The amendments are important for cigarette producers who have faced rising production costs and a soaring USD whose value increased by about 50% since March of last year. The amendments allow them to adjust cigarette prices without moving into higher tax brackets.
The draft law also increased the fixed tax by about EGP 0.50 on the three segments of cigarette prices, making it EGP 4.5 for cigarettes whose prices are less than EGP 31, EGP 7 for cigarettes whose prices range between EGP 31-45, and EGP 7.5 for cigarettes whose prices exceed EGP 45.
The tax on tobacco products also increased by 75%, with a minimum of EGP 60 per pure kilogram, compared to EGP 30 under the current law.
The law raised the tax by 25% on imported and local molasses products, and increased the tax on heated tobacco products to EGP 1,800 per kilogram, compared to EGP 1,400. It also raised the tax on e-liquid per millimeter to EGP 4, compared to EGP 2 under the current law.

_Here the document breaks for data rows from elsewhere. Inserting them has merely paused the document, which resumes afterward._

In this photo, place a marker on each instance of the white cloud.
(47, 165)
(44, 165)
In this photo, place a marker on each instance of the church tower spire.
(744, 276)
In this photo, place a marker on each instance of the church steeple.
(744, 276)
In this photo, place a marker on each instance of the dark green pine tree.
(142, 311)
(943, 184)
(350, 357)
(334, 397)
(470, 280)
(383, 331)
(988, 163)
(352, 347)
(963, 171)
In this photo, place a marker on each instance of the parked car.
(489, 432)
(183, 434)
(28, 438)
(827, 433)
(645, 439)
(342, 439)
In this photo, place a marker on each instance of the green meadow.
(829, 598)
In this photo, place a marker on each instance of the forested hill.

Minister of Finance Mohamed Maait stated that the proposed project would have a financial impact on the state’s general budget amounting to EGP 8bn annually, emphasizing the increase in production and ensuring strict control over the markets, which would ensure price stability.

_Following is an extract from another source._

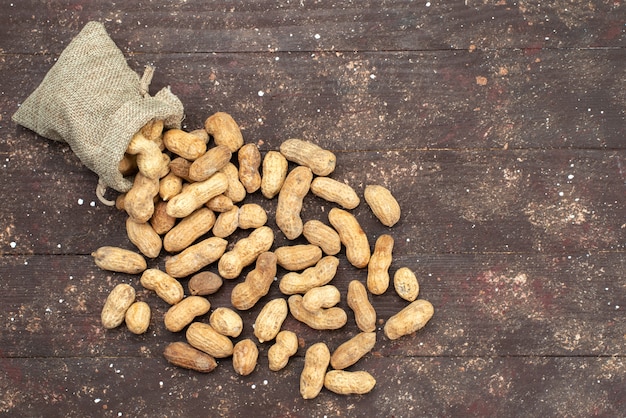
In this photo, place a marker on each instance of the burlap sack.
(95, 102)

According to the Plan and Budget Committee report, the expected revenue from the tax increase is EGP 8bn.
The market is suffering from a shortage in the supply of cigarettes due to the import crisis. The Eastern Company for tobacco production says that it plans to increase the supply in the coming period after the entry of the UAE “Global Holding” into its ownership structure, which promised to provide financing worth $150m to purchase raw materials.

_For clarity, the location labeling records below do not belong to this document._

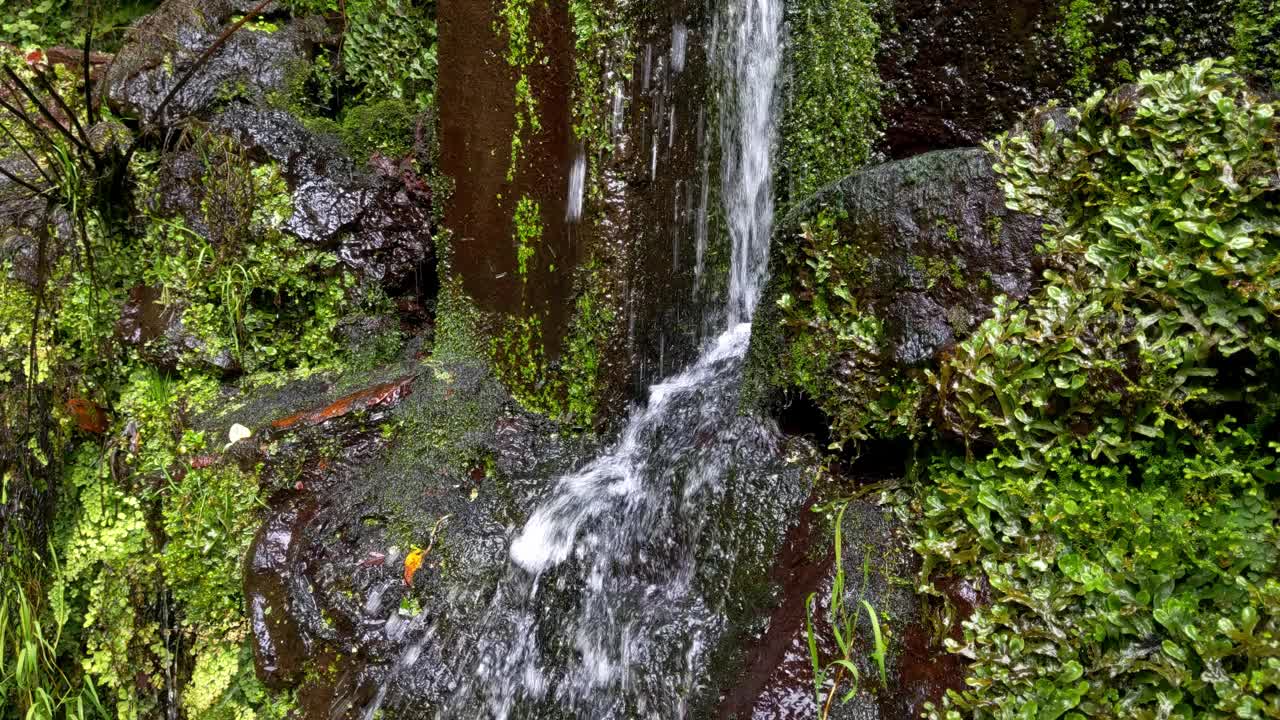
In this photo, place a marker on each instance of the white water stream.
(598, 615)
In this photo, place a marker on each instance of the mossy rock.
(881, 273)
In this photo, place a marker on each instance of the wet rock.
(378, 222)
(156, 331)
(24, 222)
(937, 242)
(956, 72)
(181, 188)
(780, 683)
(414, 460)
(167, 44)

The shortage in supply led to an increase in unofficial selling prices to consumers over the past months, exceeding the official prices set by more than 100%, which raises questions about the possibility of increasing official prices shortly.
Youssef Al-Banna, a financial analyst at Naeem Securities, said that the current fluctuation in cigarette prices is mainly due to a lack of supply. Additionally, the shortage of raw materials affected the company’s production volume.
Al-Banna told DNE that the Eastern Company may raise cigarette prices in the period after the value-added tax project was approved by the House of Representatives. He added that the company seeks to secure raw materials by arranging the necessary financing.
Sources also told DNE that the company has not yet received the agreed-upon loan of $150m from the new Emirati shareholder, which may change the company’s pricing policy in light of the widening gap between the official price and the black market price.
Ibrahim Embabi, head of the General Tobacco Division at the Federation of Egyptian Industries, said that expanding the three segments was a response to the division’s request after the rise in the dollar exchange rate so that manufacturers would not suffer losses. He explained that the division requested an increase of only EGP 0.5 on the fixed tax for each segment, while the variable tax is applied to the selling price of each company to consumers.
He explained that the increase in the molasses tax aims to protect official factories from random factories that affect the sales of official companies.